From here, the mold closes again, and the process repeats itself. For smaller parts, numerous components can be produced within a mold with multiple cavities. This fairly simple system makes injection molding a critical backbone industry that thousands of companies around the world rely on to manufacture their products.
Here are some key facts about injection molding
The following advantages are what makes injection molding as popular as it is today:
For high-volume production and companies that value brand consistency, injection molding is ideal as the parts that follow the first one to be produced are virtually identical.

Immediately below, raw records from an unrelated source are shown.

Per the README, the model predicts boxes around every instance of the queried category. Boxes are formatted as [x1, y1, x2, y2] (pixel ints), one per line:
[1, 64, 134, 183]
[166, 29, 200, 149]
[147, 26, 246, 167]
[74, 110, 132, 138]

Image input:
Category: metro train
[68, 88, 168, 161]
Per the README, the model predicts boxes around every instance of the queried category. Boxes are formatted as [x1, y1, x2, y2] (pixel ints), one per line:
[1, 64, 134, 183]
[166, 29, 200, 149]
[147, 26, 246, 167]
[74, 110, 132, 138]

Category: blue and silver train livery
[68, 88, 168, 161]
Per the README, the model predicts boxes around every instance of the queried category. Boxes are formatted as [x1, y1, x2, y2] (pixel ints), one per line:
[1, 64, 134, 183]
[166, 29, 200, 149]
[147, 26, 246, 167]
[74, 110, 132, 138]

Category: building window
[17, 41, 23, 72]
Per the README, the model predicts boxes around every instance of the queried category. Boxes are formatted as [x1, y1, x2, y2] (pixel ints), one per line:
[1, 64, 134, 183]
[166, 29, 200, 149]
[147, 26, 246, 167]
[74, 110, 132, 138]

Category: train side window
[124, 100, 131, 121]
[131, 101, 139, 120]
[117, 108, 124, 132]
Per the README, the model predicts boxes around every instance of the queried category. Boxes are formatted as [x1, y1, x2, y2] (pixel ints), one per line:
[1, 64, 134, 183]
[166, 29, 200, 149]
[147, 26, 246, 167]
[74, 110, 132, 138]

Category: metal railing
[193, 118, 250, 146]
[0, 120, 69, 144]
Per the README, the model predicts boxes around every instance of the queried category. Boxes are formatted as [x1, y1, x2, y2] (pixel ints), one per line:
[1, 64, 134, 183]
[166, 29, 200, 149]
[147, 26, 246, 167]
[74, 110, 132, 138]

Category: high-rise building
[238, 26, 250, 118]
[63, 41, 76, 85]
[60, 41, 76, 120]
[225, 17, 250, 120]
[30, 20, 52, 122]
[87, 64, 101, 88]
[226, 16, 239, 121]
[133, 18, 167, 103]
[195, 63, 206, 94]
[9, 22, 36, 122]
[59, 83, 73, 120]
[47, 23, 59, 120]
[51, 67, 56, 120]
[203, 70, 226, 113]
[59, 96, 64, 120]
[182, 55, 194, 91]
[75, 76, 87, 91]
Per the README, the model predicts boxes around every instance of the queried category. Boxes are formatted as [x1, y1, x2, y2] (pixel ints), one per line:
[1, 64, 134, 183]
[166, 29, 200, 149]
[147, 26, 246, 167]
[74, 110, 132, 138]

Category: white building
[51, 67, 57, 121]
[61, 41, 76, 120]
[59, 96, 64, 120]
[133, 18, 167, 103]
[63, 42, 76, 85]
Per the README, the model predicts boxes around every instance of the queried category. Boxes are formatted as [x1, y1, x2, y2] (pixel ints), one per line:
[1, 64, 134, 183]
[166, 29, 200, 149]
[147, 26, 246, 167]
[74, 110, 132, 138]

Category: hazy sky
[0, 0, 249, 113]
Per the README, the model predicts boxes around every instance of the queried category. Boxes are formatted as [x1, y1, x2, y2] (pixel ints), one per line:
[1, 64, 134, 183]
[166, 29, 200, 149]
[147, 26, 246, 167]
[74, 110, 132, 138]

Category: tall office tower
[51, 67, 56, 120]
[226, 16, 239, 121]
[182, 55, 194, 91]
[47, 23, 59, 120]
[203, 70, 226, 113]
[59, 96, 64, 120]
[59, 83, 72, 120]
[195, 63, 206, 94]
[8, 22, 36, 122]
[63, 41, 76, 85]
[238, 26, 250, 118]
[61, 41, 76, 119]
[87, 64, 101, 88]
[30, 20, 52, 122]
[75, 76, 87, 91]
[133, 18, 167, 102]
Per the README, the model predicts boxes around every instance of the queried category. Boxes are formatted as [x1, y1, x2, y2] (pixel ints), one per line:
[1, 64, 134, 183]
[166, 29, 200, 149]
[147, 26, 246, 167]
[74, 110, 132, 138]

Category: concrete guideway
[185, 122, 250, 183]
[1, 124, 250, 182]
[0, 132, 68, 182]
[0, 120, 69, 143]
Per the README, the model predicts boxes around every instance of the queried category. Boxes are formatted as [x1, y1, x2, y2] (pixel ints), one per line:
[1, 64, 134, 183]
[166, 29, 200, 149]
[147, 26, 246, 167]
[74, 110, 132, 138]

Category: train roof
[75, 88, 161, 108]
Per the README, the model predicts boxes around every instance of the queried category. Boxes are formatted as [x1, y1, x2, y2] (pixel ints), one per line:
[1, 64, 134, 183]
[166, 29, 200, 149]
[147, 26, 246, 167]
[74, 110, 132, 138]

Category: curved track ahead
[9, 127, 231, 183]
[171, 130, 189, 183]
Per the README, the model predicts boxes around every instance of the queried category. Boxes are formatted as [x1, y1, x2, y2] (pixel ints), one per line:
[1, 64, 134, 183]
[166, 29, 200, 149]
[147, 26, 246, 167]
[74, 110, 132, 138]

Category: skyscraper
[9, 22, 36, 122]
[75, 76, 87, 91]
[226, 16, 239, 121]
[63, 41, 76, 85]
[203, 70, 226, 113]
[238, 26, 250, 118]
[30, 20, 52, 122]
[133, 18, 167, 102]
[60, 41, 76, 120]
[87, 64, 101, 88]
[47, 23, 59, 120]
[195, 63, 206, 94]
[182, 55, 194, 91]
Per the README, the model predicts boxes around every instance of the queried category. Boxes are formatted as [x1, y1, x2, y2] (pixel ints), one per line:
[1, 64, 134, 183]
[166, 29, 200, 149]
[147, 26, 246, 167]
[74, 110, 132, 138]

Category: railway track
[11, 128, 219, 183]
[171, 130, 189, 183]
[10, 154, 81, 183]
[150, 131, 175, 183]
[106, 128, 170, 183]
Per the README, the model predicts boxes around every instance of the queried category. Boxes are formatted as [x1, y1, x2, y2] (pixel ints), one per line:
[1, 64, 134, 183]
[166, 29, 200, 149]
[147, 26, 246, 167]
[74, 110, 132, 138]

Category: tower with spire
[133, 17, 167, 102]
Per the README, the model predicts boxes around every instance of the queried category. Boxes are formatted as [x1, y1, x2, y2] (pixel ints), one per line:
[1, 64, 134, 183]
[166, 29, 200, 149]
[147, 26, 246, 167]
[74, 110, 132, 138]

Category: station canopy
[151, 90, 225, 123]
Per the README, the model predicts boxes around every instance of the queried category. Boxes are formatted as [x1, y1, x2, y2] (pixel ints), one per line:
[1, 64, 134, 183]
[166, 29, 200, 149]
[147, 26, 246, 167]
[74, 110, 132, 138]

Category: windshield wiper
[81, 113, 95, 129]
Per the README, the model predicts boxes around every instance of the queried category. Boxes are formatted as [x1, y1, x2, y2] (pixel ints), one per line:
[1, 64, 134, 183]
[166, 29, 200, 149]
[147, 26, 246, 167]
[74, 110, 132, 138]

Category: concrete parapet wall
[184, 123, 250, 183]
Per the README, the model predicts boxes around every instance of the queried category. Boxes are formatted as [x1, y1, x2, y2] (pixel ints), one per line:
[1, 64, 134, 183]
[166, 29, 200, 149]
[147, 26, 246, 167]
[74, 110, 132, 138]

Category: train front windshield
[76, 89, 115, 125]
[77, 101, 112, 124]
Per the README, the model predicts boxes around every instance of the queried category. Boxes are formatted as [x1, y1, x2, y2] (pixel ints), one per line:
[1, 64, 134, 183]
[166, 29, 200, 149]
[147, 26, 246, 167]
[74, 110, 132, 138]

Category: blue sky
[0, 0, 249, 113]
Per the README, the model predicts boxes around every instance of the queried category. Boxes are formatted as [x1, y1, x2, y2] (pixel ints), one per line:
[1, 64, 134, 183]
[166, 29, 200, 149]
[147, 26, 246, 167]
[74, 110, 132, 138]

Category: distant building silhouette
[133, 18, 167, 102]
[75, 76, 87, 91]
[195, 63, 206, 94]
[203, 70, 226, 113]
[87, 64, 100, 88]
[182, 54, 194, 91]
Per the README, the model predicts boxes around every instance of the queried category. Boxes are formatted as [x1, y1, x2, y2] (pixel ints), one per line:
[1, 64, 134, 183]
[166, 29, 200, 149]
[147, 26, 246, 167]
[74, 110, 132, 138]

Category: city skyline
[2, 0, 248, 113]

Once a credible design has been put together by the in-house department or a design firm, you can expect a highly accurate and detailed product to be produced. There is little room for error in injection molding. Parts can be made accurate to 0.005 inches.
- Minimal waste:
Since the raw material starts out in molten form, you can combine more than one material to synthesize the properties you desire. This process is called co-injection molding. Since excess material, of which there is usually very little, can be repurposed, there is minimal waste as well. Any excess material that cannot be reused is often sold to another factory that can make use of it.
Another advantage of the raw material starting out in liquid form is that you can combine a variety of colors, allowing you to quickly change the visual properties of your product. Additionally, you can combine different materials to produce a product that is stronger, more flexible or resistant to ultraviolet light.
There are two cost factors that make injection molding affordable. The first is speed. Compared to machining plastic parts, injection molding is 25 times more cost-effective per unit on average. The other factor is that the bulk of the process is automatic, which means labor costs are very low.
Finally, a major reason why manufacturers, especially those who need a mass-production solution, choose injection molding is that it is extremely fast. Cycles usually take between 15 and 30 seconds, while more intricate molds may take a little longer.
New Injection Molding Technologies
As efficient and effective as it is, injection molding companies are always looking to innovate and improve the manufacturing process. For instance, micro-molding is a new trend that is ideal for companies that need highly precise and small parts. This is especially useful for tech companies that need small components for their devices.
RFID tags are also being incorporated into part production. Another interesting new technology is the Printed Injection Molding Tool or PIMT. This process will be useful in prototype injection molding where a lower number of parts are required. PIMT will allow baseline steel tools to be fitted with 3D printed inserts, which is useful for certain scenarios.
Finding an Injection Molding Company
If you’re looking to use injection molding to produce your products, finding a reputable company is imperative. This will help you obtain the best parts as quickly as possible and in a cost-effective manner.
Rapid Direct Injection Molding is a popular company that offers low volume injection molding and custom injection molding solutions. You can use them to develop prototype molds of your products, as well as short-run productions and a variety of other solutions.
Injection Molding Alternatives
Put simply, there isn’t a more suitable manufacturing process for large scale use. Injection molding comes out on top here. However, there are some alternatives that might be better suited to small-scale operations. This includes the following:
Spin Casting: Instead of the steel mold that’s typically used in injection molding, spin casting uses one made of rubber. The benefit is that the rubber molds are cheaper to produce. However, they don’t last as long as steel molds.
3D Printing: Recent advances in the past few years have made 3D printing an increasingly popular manufacturing process. Different designs can be produced at a faster rate but again, this process is not as efficient or suitable for large scale manufacturing as injection molding.
Injection molding is a powerful innovation that has revolutionized the manufacturing industry. As we move forward, it will be exciting to see what the future holds for injection molding. We might see new technologies very soon and there’s no telling just how much the industry will improve as a result.